Chào các bạn! Vì nhiều lý do từ nay Truyen2U chính thức đổi tên là Truyen247.Pro. Mong các bạn tiếp tục ủng hộ truy cập tên miền mới này nhé! Mãi yêu... ♥

HUKUMAN

Happy reading :)
Maafkan typo .-.

~
Tidak ada yang hukuman yang lebih menyesakkan bagi sebuah hati, selain terjebak dalam kenangan dan harapan yang diciptakan sendiri.


*****

     Pelajaran matematika kali ini terasa membosankan bagi Dima. Berulang kali ia menguap. Entah apa sebabnya, mungkin karena Ghatsa yang tak menjailinya. Eh?
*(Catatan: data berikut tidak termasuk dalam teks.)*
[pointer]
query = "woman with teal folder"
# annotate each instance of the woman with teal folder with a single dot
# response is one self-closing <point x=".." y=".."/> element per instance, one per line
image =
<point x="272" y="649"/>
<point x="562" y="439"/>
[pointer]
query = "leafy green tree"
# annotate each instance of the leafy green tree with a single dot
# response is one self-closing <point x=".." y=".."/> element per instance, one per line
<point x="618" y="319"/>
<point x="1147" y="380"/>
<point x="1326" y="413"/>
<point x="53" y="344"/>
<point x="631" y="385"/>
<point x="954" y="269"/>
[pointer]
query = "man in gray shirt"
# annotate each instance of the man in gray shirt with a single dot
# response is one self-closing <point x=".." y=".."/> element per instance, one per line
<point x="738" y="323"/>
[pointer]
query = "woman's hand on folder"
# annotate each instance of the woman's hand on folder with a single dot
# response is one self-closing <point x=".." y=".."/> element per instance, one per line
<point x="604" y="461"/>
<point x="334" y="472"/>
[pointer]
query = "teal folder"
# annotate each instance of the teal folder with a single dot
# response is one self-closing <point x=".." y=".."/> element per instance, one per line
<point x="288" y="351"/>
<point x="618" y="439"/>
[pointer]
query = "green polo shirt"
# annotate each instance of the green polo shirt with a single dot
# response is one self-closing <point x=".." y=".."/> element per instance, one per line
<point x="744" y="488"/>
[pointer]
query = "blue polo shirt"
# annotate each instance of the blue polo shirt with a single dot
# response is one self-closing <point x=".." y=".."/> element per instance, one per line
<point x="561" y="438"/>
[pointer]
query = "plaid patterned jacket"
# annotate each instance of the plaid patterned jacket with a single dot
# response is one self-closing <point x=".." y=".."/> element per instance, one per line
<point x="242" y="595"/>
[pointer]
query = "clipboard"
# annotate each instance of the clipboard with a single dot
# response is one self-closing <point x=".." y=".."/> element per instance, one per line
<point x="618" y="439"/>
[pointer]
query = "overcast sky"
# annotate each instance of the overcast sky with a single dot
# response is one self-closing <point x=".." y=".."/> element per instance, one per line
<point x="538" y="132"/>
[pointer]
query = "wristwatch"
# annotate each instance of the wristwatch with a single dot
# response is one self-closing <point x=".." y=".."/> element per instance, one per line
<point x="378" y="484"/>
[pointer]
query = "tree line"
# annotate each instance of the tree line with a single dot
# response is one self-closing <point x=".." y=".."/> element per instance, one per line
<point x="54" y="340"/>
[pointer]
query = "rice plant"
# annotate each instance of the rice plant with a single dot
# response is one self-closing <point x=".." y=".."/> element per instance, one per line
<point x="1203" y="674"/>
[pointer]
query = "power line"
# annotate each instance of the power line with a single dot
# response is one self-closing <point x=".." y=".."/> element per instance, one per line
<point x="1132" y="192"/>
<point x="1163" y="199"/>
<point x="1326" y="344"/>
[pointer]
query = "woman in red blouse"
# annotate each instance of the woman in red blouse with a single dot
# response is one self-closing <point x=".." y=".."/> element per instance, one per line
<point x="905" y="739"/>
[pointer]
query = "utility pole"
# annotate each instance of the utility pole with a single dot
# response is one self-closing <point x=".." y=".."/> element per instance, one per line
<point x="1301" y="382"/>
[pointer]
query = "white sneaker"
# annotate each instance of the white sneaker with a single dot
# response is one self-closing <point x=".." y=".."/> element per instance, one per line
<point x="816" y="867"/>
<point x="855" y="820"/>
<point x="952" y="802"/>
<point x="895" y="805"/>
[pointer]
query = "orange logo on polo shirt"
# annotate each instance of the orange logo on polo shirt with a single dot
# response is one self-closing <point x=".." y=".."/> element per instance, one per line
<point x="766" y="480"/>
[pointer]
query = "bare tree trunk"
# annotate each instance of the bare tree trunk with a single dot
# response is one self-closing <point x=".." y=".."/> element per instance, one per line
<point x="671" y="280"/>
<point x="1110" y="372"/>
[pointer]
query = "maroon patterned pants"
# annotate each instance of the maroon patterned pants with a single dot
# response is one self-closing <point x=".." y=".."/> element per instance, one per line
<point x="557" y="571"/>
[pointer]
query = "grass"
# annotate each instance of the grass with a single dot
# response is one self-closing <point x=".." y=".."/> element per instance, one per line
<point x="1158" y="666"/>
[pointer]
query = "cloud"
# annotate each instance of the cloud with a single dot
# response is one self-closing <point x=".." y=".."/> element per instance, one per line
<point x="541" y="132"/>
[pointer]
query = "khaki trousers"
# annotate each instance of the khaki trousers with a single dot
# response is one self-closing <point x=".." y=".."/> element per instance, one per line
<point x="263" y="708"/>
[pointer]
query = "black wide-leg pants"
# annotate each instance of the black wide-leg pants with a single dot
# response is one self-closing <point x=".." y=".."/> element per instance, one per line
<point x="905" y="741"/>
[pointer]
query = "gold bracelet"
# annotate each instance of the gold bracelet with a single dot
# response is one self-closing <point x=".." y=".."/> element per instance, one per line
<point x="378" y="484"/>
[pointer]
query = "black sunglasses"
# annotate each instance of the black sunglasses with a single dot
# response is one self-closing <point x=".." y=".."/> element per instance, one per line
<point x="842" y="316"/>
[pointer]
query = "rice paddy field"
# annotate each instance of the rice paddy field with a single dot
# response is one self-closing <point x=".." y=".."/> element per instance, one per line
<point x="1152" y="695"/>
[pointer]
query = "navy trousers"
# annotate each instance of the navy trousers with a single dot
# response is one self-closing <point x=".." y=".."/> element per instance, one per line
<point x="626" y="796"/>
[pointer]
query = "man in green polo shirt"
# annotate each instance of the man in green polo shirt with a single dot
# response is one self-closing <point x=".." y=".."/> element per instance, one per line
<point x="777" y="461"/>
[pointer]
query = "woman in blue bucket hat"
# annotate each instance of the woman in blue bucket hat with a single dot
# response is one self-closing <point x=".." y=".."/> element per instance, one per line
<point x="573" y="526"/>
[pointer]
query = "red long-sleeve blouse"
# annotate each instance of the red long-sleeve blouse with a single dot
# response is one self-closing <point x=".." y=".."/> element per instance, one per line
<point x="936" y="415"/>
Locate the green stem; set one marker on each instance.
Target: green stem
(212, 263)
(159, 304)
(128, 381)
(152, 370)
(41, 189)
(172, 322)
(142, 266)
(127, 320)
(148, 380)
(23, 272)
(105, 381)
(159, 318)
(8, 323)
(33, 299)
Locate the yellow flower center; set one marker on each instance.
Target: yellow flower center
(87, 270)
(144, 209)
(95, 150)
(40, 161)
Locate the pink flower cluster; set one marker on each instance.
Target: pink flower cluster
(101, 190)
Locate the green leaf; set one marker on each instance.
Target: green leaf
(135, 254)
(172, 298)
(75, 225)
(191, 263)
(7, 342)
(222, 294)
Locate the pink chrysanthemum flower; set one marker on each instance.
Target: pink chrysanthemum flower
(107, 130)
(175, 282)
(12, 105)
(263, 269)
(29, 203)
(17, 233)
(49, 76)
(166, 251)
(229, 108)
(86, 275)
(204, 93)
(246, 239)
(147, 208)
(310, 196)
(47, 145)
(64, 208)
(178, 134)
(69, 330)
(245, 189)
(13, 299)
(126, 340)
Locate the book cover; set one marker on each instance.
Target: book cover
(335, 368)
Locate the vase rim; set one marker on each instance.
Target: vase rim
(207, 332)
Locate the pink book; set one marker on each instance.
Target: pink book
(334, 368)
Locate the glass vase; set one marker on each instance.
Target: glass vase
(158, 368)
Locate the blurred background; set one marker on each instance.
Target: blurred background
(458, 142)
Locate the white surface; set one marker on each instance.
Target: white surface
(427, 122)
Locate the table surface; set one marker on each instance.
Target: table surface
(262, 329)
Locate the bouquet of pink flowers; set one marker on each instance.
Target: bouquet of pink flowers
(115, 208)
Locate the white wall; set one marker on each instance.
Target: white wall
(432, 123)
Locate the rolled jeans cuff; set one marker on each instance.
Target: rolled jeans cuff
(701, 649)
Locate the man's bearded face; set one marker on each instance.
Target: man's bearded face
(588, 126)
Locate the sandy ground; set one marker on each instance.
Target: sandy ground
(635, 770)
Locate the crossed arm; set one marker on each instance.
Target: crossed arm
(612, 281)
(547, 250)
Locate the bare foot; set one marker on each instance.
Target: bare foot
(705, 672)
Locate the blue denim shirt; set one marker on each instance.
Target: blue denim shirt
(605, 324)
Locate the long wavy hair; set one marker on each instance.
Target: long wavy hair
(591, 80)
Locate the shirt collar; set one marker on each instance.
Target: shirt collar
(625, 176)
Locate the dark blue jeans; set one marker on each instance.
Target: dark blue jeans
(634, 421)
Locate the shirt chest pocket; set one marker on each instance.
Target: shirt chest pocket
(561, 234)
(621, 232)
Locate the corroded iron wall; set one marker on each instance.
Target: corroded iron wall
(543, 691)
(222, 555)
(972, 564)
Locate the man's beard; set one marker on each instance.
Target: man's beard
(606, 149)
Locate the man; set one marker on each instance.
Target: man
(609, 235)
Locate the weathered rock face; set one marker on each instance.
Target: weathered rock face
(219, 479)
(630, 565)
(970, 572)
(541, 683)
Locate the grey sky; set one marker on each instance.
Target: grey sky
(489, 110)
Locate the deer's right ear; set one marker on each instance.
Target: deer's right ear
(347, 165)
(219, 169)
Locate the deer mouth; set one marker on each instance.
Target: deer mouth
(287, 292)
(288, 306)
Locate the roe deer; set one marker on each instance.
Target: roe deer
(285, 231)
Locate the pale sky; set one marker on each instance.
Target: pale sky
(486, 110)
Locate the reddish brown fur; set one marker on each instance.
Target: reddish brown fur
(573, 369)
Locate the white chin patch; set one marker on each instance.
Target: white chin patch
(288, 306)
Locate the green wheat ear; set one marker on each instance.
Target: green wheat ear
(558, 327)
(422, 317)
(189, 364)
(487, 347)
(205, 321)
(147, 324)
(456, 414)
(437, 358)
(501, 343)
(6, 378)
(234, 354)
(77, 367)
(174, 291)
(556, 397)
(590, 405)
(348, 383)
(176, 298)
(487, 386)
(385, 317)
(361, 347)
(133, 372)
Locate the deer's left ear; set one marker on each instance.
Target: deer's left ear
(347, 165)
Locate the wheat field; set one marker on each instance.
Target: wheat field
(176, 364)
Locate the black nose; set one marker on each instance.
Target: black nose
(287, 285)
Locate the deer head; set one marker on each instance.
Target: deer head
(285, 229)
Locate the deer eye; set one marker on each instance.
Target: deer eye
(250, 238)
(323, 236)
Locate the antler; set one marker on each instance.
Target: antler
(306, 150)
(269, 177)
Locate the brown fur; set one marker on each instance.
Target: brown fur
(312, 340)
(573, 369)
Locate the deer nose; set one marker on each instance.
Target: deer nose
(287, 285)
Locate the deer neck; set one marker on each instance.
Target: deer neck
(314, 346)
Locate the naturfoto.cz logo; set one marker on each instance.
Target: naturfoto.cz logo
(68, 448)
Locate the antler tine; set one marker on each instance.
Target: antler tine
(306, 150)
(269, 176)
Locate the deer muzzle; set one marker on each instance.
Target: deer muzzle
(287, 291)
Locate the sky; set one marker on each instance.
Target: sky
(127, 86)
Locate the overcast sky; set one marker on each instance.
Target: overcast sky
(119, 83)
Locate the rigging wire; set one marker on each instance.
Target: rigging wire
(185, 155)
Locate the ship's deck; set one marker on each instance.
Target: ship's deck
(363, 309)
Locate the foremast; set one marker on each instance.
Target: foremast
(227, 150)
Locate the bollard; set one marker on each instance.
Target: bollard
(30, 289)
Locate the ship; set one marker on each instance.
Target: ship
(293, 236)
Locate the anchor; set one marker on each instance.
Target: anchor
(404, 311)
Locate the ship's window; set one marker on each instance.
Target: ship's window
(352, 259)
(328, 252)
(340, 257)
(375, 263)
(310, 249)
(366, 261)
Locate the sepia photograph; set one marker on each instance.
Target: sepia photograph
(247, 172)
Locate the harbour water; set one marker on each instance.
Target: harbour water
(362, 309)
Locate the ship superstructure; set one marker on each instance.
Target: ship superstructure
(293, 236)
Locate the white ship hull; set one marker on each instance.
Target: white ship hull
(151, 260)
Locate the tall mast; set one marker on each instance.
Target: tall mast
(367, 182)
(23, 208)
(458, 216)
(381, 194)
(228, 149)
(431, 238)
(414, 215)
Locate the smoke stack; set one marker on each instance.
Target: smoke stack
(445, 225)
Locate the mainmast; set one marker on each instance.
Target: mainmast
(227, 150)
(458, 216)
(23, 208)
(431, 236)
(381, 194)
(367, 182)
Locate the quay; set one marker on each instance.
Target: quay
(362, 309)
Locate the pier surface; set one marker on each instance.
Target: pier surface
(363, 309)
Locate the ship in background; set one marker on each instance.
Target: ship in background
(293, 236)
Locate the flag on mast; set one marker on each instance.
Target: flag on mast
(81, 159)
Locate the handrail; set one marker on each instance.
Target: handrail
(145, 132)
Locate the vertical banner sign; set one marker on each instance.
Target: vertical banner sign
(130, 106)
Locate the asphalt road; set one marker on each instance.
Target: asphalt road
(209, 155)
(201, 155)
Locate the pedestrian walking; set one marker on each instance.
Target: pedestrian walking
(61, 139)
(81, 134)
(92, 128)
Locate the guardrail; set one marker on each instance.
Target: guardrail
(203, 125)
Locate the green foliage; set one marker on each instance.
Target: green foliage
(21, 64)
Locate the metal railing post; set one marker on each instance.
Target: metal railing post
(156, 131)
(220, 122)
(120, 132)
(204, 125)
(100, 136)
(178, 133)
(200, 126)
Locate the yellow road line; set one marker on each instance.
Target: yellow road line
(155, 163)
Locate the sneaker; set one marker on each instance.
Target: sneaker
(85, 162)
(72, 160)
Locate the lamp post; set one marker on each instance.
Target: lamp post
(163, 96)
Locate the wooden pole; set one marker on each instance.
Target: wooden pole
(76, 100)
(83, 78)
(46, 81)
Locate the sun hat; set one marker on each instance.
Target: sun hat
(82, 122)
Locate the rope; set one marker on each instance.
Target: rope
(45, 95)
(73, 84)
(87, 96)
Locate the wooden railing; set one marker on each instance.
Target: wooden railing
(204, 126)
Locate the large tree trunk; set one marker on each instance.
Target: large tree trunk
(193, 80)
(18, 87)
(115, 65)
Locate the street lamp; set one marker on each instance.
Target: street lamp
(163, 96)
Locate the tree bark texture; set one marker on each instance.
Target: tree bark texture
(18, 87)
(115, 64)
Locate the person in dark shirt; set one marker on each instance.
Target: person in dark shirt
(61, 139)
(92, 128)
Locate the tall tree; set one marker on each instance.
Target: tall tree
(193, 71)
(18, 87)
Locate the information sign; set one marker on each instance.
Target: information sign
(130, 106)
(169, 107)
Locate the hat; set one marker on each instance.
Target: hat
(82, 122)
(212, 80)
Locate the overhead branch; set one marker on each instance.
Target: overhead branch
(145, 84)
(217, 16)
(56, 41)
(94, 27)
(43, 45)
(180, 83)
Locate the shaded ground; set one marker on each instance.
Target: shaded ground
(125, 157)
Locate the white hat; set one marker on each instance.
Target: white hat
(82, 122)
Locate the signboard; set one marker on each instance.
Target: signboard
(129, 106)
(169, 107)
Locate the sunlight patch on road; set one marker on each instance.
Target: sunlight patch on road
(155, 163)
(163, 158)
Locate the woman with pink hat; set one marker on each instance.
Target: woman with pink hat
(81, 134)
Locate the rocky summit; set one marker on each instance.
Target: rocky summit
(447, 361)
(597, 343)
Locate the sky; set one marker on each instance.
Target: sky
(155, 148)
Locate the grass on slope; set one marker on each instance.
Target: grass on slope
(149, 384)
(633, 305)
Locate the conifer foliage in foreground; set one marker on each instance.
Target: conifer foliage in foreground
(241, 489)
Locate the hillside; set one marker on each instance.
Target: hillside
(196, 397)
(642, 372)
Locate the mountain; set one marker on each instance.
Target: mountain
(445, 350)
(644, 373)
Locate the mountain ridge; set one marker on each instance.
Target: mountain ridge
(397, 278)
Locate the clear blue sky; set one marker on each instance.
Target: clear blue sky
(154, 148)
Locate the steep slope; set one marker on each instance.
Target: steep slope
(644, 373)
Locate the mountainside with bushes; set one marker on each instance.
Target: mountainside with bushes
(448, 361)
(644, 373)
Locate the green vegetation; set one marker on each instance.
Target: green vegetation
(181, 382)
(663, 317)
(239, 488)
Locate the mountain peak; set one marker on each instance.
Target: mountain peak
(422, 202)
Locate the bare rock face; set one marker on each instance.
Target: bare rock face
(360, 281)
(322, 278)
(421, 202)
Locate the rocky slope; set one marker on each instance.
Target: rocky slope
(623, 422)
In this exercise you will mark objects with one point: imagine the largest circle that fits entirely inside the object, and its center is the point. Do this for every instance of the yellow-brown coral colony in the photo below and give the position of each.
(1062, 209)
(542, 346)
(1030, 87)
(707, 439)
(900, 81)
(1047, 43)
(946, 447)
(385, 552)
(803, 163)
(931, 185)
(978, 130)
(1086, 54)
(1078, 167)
     Dima merasakan Ila menusuk-nusuk lengan kanannya dengan bolpoin. Dengan malas, Dima menolehkan kepalanya ke tempat Ila. Alisnya terangkat tinggi seolah menyiratkan bahwa ia mempertanyakan alasan Ila menusuk-nusuk lengannya.

     "Tumben lo males gitu, Ma," bisik Ila.

     Dima tak menjawab. Ia malah melipat kedua tangannya, lalu menenggelamkan kepalanya di sana.

     "Gara-gara Ghatsa nggak ganggu lo lagi, ya?" tanya Ila, tentunya dengan volume suara yang rendah agar tidak ditegur guru yang mengajar.

     Dima benar-benar malas menjawab. Ia hanya menggumam malas. Mungkin, yang dikatakan Ila ada benarnya. Tiap kali Ghatsa mengganggunya, itu sukses bikin Dima nggak pernah ngantuk waktu pelajaran. Tapi, sekarang rasanya beda. Seperti ada yang hilang. Oh tidak. Bukan hilang, tetapi memang sejak awal tidak ada.

     Dan ya, jangan lupakan satu fakta lagi yang baru ia ketahui. Tentang Saka yang menyatakan bahwa ia mencintai Dima. Ah, padahal Dima tidak pernah memberi harapan atau perhatian kepada cowok itu. Kenal dekat saja baru tadi, lalu bagaimana cinta itu bisa bersemi dalam hati Saka? Kenapa kisah cinta serumit ini? Kenapa masa akhir putih abu-abunya dililit permasalah sebanyak ini? Jawabannya hanya satu, risiko jatuh hati.

     Dima mengerang, ketika merasakan tarikan di telinganya. Mendadak ia bangun dari posisinya. Matanya melotot melihat Bu Wati menatapnya dengan horror. Yang bisa dilakukan Dima hanya menduduk malu, sebab pasti murid satu kelas sedang menatap ke arahnya.

     "Kalian ini ... jam pelajaran malah tidur! Mau jadi generasi apa kalian?!" gertak Bu Wati.

     Dima mengernyit. Kalian? Biasanya dipakai untuk menunjukkan keberadaan lebih dari satu orang. Tapi, yang tidur kan, cuma Dima. Kok, kalian?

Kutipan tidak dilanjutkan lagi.